Automated Rockfall Feature Extraction using High-Resolution 3D Point Clouds

Rockfalls are critical landslide phenomena that significantly impact human activities. Many previous studies have struggled to quantify rockfall volumes due to challenges in volume estimation, particularly without modern remote sensing technologies. Traditional methods, such as those utilizing open-source software like CloudCompare to process 3D point cloud data from Terrestrial Laser Scanning (TLS), are often time-consuming and introduce considerable uncertainty in volume estimation. Moreover, the long-term volume and erosion rate changes of coastal cliffs are rarely addressed in detail.

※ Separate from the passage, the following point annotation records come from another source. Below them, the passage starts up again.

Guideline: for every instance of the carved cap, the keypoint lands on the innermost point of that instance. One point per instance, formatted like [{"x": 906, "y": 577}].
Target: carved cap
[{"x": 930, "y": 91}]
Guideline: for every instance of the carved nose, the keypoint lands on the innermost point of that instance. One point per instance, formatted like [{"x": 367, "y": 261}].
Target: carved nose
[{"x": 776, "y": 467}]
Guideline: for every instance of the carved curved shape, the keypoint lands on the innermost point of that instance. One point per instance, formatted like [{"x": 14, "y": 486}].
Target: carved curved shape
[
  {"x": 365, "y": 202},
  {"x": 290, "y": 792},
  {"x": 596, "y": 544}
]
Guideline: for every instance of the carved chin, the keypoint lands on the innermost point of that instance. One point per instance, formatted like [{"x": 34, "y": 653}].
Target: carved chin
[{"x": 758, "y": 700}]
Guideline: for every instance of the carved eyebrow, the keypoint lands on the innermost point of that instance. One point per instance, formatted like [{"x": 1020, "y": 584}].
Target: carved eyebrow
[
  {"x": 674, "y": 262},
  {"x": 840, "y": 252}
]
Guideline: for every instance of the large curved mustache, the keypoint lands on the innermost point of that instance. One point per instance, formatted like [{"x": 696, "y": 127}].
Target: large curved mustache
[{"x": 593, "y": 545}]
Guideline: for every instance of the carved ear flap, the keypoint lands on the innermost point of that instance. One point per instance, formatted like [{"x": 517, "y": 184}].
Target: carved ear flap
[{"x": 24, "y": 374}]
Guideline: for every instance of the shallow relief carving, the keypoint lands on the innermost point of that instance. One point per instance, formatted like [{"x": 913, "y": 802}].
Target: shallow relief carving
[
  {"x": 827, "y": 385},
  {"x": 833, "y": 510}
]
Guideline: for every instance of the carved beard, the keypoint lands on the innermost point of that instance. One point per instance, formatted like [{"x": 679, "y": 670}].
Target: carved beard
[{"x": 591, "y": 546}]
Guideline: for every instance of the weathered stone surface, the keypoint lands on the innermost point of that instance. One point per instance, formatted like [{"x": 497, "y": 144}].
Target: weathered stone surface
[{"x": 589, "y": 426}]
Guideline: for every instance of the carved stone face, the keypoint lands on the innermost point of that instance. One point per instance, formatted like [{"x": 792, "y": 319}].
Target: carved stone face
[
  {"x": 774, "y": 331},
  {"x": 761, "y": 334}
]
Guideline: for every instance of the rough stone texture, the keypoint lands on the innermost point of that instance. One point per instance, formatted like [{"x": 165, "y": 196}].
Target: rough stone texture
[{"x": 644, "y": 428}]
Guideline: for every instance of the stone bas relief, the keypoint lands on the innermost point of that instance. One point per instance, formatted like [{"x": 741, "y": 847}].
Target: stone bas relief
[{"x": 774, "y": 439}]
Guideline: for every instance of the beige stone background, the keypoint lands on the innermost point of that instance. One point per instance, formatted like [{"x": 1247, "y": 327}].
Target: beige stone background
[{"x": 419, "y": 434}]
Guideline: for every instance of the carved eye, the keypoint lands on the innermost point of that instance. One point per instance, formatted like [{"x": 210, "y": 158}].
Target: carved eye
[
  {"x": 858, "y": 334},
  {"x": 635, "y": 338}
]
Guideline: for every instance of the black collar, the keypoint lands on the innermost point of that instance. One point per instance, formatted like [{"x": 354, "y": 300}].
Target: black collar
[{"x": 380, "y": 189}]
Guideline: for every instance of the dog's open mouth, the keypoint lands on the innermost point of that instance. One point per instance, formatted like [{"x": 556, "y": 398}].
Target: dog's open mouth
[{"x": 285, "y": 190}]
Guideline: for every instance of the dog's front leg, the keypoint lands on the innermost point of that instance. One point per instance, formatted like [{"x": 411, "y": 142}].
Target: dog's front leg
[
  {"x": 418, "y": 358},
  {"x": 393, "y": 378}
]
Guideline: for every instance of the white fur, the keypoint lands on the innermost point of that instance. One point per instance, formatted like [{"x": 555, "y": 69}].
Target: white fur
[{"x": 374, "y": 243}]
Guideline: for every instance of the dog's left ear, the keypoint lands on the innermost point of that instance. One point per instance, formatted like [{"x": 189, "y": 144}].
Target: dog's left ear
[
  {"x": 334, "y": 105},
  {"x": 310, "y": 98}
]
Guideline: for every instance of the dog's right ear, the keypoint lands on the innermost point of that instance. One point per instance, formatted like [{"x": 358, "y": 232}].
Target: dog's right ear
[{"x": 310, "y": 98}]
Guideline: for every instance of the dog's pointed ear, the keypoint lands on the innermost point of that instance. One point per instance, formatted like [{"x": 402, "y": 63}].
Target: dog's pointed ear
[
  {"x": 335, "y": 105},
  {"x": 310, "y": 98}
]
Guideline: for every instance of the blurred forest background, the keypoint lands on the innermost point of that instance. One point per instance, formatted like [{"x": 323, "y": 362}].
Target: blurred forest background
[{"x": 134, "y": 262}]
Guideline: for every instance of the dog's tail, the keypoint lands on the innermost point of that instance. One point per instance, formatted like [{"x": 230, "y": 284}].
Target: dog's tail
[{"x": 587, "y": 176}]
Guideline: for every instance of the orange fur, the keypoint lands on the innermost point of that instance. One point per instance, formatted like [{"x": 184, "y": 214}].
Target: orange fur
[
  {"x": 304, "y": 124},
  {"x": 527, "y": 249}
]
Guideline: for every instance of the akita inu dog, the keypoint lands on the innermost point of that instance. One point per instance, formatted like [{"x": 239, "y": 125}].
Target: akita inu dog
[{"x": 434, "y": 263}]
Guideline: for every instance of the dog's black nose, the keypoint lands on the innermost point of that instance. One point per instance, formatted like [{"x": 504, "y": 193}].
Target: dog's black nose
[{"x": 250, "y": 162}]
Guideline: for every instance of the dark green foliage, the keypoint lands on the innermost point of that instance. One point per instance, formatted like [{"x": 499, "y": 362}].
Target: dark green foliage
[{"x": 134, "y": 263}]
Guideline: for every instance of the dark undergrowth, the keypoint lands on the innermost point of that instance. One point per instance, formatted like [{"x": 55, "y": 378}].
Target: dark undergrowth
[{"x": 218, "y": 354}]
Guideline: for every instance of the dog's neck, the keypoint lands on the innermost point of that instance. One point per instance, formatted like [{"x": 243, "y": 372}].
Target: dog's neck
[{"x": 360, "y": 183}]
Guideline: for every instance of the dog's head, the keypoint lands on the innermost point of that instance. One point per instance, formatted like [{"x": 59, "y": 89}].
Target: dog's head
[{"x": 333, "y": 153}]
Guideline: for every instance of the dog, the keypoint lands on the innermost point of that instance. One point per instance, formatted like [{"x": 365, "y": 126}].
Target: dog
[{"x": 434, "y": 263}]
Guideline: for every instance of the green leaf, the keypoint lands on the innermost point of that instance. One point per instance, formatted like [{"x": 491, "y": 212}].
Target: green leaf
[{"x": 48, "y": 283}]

This study focuses on evaluating rockfall hazards activity along active shoreline cliffs, specifically targeting a rock slope in the more than 20 km of the northern Yorkshire coast cliff, United Kingdom, where frequent rockfalls occur. Leveraging over 10 years of annual  high-resolution lidar data, we developed a rockfall database to assess erosion rates and volume changes over time. To streamline the analysis, we introduced a multi-phase processing framework unified into a single Python script, cobra.py. Preprocessing begins with raw data filtering, sampling, merging, and region-of-interest (ROI) extraction, guided by a shapefile prepared using geometric features, spatial relationships, and the verticality of the cliff face. The cobra.py script integrates consecutive analytical phases:

• Change Detection and Clustering: Eroded blocks and rockfall changes are identified using DBSCAN clustering and centroid proximity.
• Volume Estimation: 3D point cloud data are converted into voxel and mesh representations for accurate volume estimation of eroded blocks.
• Erosion Rate and Density Calculations: Poisson Surface Reconstruction is applied to calculate the cliff face area and consequently calculate the erosion rates.
• Cluster Shape Classification: Clusters are classified based on a tyranny plot of rock shape relationships, and outputs are visualized through plots and summary statistics.

Validation of the lidar-based inventory was performed using high-temporal-resolution TLS data collected at overlapping time periods and short sections of location. The estimated volumes and spatial correlations of rockfall blocks were assessed through descriptive statistics, empirical cumulative distribution functions (ECDF), and goodness-of-fit metrics. Differences in point cloud density and spatial matching errors were accounted for by increasing tolerance during validation. This developed integrated approach offers a robust framework for quantifying rockfall hazards and erosion processes, providing insights critical for coastal slope management and hazard mitigation.